The question given in my Real Analysis textbook is as follows:
Let there be f: $\mathbb{R}\to\mathbb{R}$ a periodic function with period T and a $\in$ $\mathbb{R^*}$.
Prove the function $x → f (ax)$ is periodic and determine its period. Lastly, prove that the period is the answer previously obtained.
My take on this would be as follows:
By the definition given by my textbook, a function is periodic if $f(x)=f(x+T)$ and we already know that f is periodic.
Lets note $ f(ax) = f_a(x)$
Let's firstly consider $a>0$, for all $x \in \mathbb{R}$ we have: $f_a(x + (T/a)) = f(ax+T)= f(ax)=f_a(x)$
Then we consider the same thing for $a<0$
$f_a(x+(T/|a|)) = f(ax-T)= f(ax-T+T)=f(ax)=f_a(x)$
So for all $a\neq 0$, $f_a(x+(T/|a|)) = f_a(x)$
// which shows that the function is indeed periodic so we have proved the first part of the question.
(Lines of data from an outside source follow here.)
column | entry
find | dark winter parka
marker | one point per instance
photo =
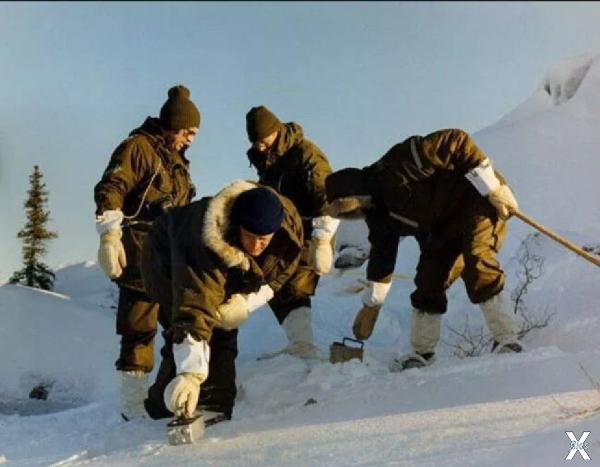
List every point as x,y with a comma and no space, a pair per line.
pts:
194,253
419,188
144,178
297,169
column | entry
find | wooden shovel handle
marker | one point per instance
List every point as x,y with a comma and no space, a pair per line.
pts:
554,236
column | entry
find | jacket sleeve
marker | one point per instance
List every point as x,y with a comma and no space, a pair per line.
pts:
127,167
316,168
197,292
418,158
384,249
286,274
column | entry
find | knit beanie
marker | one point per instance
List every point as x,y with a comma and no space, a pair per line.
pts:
258,210
179,112
260,123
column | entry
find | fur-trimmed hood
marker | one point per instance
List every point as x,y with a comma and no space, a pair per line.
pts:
217,224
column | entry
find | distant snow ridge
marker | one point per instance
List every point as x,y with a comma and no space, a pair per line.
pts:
562,82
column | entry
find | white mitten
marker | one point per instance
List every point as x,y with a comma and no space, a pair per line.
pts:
111,253
321,255
485,181
191,360
182,394
236,310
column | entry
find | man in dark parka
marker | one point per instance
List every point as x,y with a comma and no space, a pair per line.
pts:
441,189
148,173
213,262
294,166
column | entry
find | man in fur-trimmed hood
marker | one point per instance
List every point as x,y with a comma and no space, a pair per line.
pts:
213,262
297,168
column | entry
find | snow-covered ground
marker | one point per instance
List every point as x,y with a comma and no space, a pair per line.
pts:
482,411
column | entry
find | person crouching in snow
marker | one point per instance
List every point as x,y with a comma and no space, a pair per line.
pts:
288,162
212,263
441,189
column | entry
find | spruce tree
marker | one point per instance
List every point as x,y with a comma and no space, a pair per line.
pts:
35,235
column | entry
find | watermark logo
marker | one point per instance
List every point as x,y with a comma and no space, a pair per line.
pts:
578,445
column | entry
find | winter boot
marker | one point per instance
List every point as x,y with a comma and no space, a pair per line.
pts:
297,326
424,336
502,323
134,385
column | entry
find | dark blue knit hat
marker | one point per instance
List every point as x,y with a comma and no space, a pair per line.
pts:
258,211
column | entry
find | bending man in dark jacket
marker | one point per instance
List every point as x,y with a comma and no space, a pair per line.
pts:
442,189
214,262
147,174
291,164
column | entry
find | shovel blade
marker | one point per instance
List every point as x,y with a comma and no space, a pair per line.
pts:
340,352
185,430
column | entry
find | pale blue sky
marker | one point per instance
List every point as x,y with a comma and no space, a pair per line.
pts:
359,77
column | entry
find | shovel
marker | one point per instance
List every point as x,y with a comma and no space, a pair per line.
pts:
183,430
340,352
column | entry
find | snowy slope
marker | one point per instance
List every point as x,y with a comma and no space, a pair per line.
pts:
490,410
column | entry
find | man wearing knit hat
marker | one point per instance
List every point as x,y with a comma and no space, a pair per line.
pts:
440,188
147,174
296,168
213,262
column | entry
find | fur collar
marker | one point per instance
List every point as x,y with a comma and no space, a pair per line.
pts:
216,225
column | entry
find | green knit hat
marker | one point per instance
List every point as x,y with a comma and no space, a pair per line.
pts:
179,112
260,123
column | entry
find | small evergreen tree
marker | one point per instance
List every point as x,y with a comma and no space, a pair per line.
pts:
35,235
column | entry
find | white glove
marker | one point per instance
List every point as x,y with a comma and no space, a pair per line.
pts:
487,184
375,293
320,255
191,360
111,254
182,394
321,249
504,201
236,310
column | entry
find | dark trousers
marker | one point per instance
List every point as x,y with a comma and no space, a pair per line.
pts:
137,322
219,390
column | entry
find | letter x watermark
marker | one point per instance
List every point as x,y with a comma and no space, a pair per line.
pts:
578,445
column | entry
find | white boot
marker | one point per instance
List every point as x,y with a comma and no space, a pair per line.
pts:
424,336
134,386
298,328
502,323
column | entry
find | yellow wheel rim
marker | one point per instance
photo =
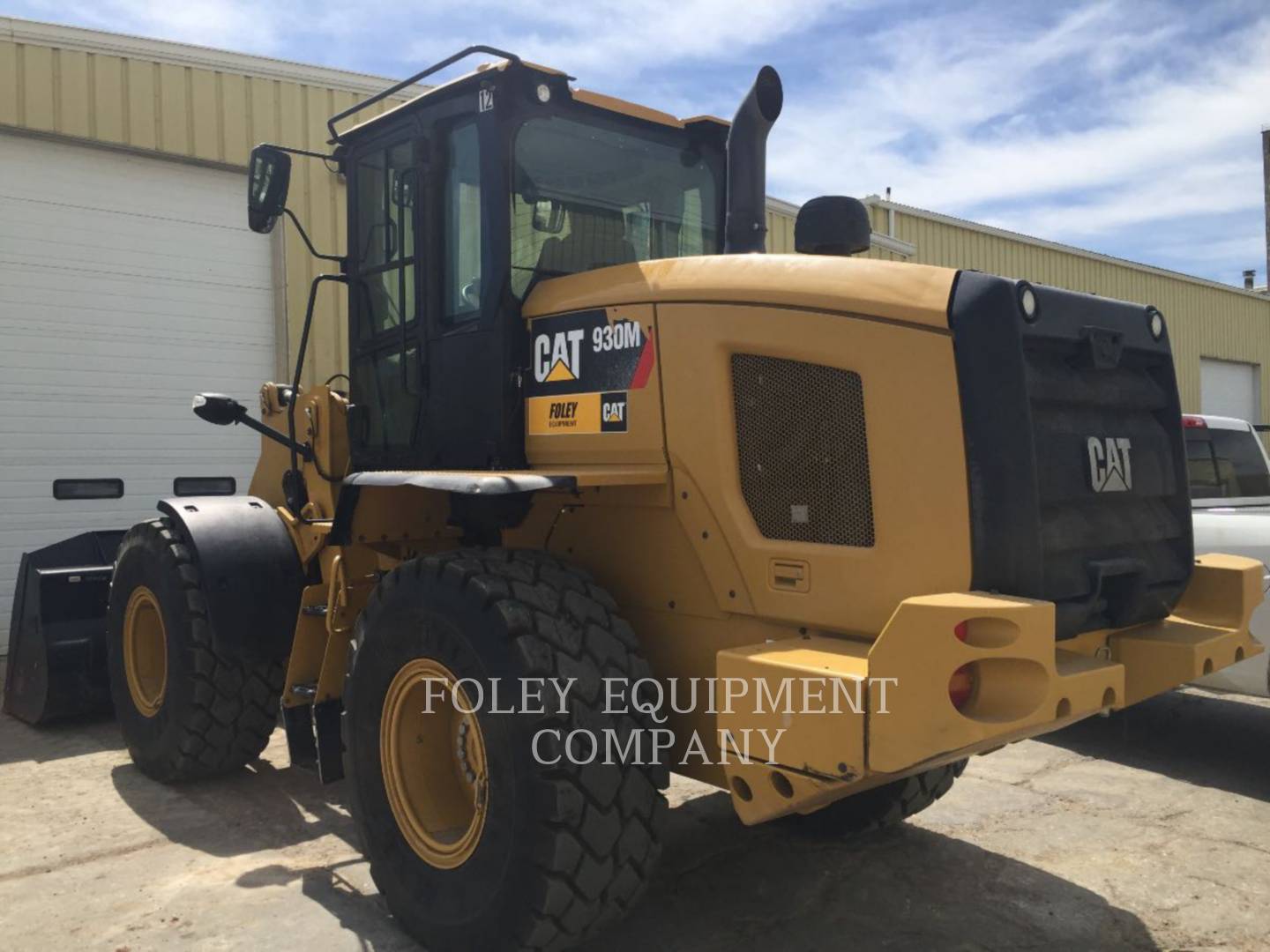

I hope this proof is correct :')
So the period is $T/|a|$
Now we have to prove that the period is indeed $T/|a|$
I have some ideas for this but in not sure how to properly express them mathematically. So by definition we know that the period of a periodic function has to be the smallest $T>0$.
So maybe here we can prove by contrapositive? so assume that there is another period $T^\prime$ which is greater than zero but smaller than $T/|a|$ such that $f_a(x+T^\prime)=f_a(x)$ Now we need to show why this would be impossible but I'm not quite sure how to continue. So how would I finish this proof?
Thank you in advance for all your help!